EU GMP Annex 1 has sharpened the focus on contamination control across the industry. However, its impact on drug substance (DS) filling is proving particularly significant.

The challenge

Many legacy DS filling operations were designed at a time when robust procedures, cleanrooms and skilled operators were considered enough to manage risk. In practice, many of these systems still perform well today.

However, Annex 1 - supported by Annex 2 - has shifted the regulatory conversation. The emphasis is no longer on outcomes alone, but on process design, human dependency, and long term sustainability.

Reducing exposure

That doesn’t mean open DS filling is suddenly non compliant. But it does mean it must be risk assessed, justified and actively managed, with a credible plan to reduce exposure over time.

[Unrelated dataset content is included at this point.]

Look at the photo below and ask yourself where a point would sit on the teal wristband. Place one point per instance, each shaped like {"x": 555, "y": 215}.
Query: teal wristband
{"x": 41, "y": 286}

“At PM Group, we’re seeing clients grapple with a very practical challenge. How to maintain supply and operational continuity today, while moving decisively toward Annex 1 aligned future states,” said Alan.

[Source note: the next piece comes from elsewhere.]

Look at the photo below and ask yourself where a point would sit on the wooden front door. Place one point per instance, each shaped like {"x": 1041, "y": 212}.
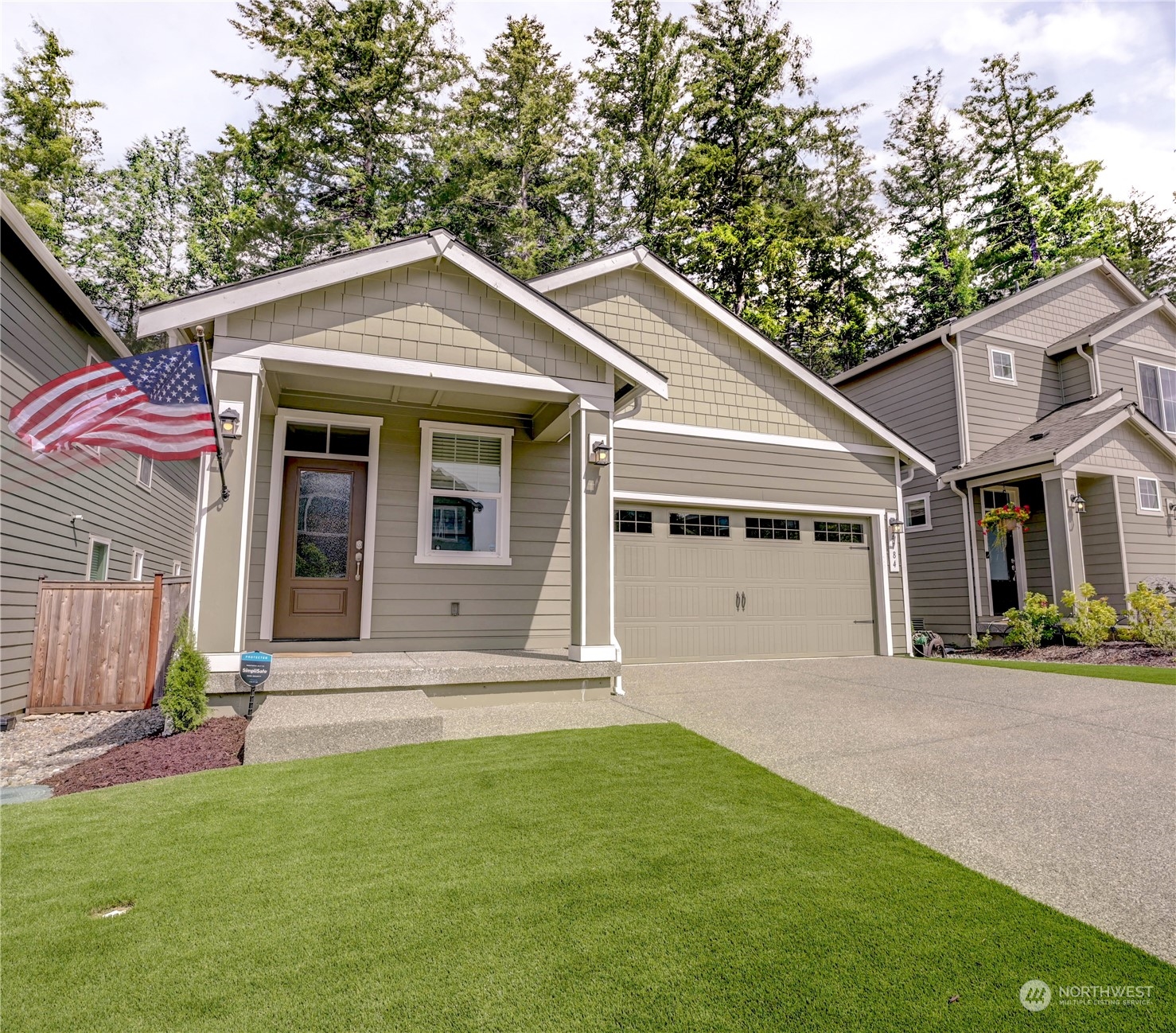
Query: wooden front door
{"x": 320, "y": 550}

The answer is rarely a single step change. Instead, the most successful strategies apply ICH Q9 Quality Risk Management to clearly distinguish between:

• risks that can be acceptably controlled in the short term, and
• design limitations that are no longer defensible as a long term solution.

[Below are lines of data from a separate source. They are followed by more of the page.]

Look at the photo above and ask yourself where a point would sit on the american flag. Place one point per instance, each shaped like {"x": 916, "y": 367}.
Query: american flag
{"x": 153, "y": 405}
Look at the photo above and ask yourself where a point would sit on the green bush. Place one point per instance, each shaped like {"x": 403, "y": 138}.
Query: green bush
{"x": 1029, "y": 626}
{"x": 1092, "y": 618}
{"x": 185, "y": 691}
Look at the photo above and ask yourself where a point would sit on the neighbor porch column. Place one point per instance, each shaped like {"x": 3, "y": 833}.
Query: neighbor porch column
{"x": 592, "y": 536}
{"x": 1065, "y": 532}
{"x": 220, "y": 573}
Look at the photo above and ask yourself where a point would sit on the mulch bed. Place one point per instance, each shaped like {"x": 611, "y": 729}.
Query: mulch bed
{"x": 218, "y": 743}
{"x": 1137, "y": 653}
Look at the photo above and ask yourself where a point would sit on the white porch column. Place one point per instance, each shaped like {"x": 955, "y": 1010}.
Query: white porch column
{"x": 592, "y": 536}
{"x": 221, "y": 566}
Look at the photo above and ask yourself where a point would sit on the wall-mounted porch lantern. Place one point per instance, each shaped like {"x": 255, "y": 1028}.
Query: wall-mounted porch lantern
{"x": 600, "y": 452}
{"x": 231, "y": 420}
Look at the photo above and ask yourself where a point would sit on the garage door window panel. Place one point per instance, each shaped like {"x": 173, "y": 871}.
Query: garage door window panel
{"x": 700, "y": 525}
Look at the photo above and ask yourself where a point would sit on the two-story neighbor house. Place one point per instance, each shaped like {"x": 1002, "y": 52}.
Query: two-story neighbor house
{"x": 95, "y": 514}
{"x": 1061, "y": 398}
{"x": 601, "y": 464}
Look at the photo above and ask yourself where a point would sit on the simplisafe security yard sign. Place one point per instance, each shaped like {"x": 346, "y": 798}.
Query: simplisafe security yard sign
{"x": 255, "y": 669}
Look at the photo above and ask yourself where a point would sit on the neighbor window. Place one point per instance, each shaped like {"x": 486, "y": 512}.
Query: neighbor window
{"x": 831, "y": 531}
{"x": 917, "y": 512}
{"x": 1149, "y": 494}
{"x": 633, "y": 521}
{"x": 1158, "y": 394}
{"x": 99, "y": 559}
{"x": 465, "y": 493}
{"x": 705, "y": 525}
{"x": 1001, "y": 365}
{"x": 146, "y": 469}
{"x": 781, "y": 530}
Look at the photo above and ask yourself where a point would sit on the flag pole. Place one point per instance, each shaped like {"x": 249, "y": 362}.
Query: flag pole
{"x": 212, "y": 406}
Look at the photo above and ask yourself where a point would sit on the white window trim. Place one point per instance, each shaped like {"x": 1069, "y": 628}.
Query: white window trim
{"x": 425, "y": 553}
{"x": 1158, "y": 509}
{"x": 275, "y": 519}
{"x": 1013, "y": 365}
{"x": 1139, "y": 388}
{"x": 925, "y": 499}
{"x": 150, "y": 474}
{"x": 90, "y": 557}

Strengthening interim controls

In practice, this often means strengthening interim controls. It involves error proofing manual set ups and reducing subjectivity in aseptic technique. It includes improving equipment hygiene and cleanability while simultaneously planning for engineered protection.

Improving consistency

On new projects and upgrades, barrier technologies and closed filling systems are now the norm. These include closed RABS, automated closed bottle filling and closed single use bag and bottle systems.

They reduce the need for operators. They also improve consistency and help to maintain low bioburden. Industry benchmarks show these solutions are no longer ideas for the future. They are quickly becoming standard practice.

Annex 1 isn’t a cliff edge, but it is a compass. Organisations need to combine robust interim controls with a clearly articulated modernisation roadmaps. Ultimately, companies who adapt will be best placed to prove regulatory intent and protect supply. The end goal? To build DS filling operations fit for the next decade.